A fox spirit can bring unhappiness to a family, and it was true that Cao Chunmei and Wei Ziqi fought more often nowadays. They shared the responsibilities of the business, but it wasn’t a partnership; there was no doubt that the man made key decisions and gained the most benefit. And the deeper he moved into the routines of Party and business, the less interested he was in his home. If they didn’t have customers, he
stayed away for days, visiting friends in Huairou; at night he sometimes came home dead drunk. For Cao Chunmei, the simplest solution was to try to ignore the problems. “I don’t manage him,” she said. “I don’t know what he does. It’s not my business.”
She often adopted a pose of distance, even renunciation. On the surface it seemed Buddhist—she was removed from the world—but beneath the calmness ran an undercurrent of frustration. And there was more than a touch of passive-aggression. When Wei Jia misbehaved, she emphasized her powerlessness. “He won’t listen to me,” she said. “There’s nothing I can do about him.” If I asked about village politics, she waved her hand. “I don’t know anything about that,” she said. “It’s not my affair.” Once, when Wei Jia and I were reviewing some of his school materials, I asked Cao Chunmei who is the president of China. “Jiang Zemin?” she said, naming the politician who had been out of power for years. “I don’t know that stuff.” It might have been true—rural people have a remarkable ability to ignore national affairs—but the Sancha propaganda speakers had been barking about Hu Jintao three times a day since 2002. I suspected she was emphasizing her approach to life, her effort to distance herself from things she couldn’t control.

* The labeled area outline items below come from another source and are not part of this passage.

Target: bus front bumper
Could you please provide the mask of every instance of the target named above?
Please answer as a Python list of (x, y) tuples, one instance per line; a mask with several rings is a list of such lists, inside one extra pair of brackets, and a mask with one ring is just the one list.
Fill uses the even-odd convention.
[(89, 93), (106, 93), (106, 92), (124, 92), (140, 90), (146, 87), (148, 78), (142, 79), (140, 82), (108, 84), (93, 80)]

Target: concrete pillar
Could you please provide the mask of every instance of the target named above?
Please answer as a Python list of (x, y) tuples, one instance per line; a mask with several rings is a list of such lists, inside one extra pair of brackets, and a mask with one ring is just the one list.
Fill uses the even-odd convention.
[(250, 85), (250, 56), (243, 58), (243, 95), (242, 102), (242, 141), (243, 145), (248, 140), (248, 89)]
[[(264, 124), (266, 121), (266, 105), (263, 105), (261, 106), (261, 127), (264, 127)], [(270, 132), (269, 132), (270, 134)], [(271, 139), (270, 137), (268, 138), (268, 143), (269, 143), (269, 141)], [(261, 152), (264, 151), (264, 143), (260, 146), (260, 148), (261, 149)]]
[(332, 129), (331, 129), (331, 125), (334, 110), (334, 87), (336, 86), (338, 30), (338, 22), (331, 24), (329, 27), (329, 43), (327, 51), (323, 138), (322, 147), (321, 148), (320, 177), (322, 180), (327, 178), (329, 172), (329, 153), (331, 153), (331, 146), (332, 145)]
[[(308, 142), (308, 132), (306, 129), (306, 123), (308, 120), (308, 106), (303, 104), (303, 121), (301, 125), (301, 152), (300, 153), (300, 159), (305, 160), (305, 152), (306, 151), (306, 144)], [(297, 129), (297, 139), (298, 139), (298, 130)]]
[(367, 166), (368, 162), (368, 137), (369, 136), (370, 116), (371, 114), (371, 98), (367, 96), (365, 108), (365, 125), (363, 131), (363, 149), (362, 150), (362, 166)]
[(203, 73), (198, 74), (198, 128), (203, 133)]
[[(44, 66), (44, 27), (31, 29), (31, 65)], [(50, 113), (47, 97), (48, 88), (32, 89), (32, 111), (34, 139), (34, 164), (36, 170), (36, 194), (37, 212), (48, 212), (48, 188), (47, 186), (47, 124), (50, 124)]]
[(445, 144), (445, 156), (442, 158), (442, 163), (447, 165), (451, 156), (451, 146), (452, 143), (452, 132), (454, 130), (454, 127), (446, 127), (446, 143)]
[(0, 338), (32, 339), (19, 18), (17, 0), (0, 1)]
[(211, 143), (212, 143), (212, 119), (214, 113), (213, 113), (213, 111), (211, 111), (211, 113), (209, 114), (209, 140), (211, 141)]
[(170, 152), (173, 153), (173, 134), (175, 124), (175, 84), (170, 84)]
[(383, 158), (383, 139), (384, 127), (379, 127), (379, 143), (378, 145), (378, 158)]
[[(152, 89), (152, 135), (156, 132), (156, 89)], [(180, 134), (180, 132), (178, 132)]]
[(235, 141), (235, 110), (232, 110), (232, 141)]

For her, religion was partly a retreat. Even as the village became obsessed with materialism and modern progress, there were people like Cao Chunmei who moved in the other direction, toward older traditional beliefs.
But such reactions are never simple, and there was another part of Cao Chunmei that longed to be more active. No matter how much she disliked her husband’s new routines, she envied the freedom and the entrepreneurial status. Once she came up with an idea for her own business. She was an excellent cook, and she made corn noodles that she thought would appeal to middle-class people in the city. She described them as “organic”—that word was gaining currency in Beijing, where Western ideas about food had already changed the high-end restaurant scene. Cao Chunmei prepared some samples and traveled to the city, where she visited restaurants and tried to sell them on the notion of organic corn noodles. But despite all her authenticity, she lacked the male Chinese business tools: the packs of Chunghwa, the shots of baijiu. In the end, nobody ordered a regular supply, and she abandoned the idea.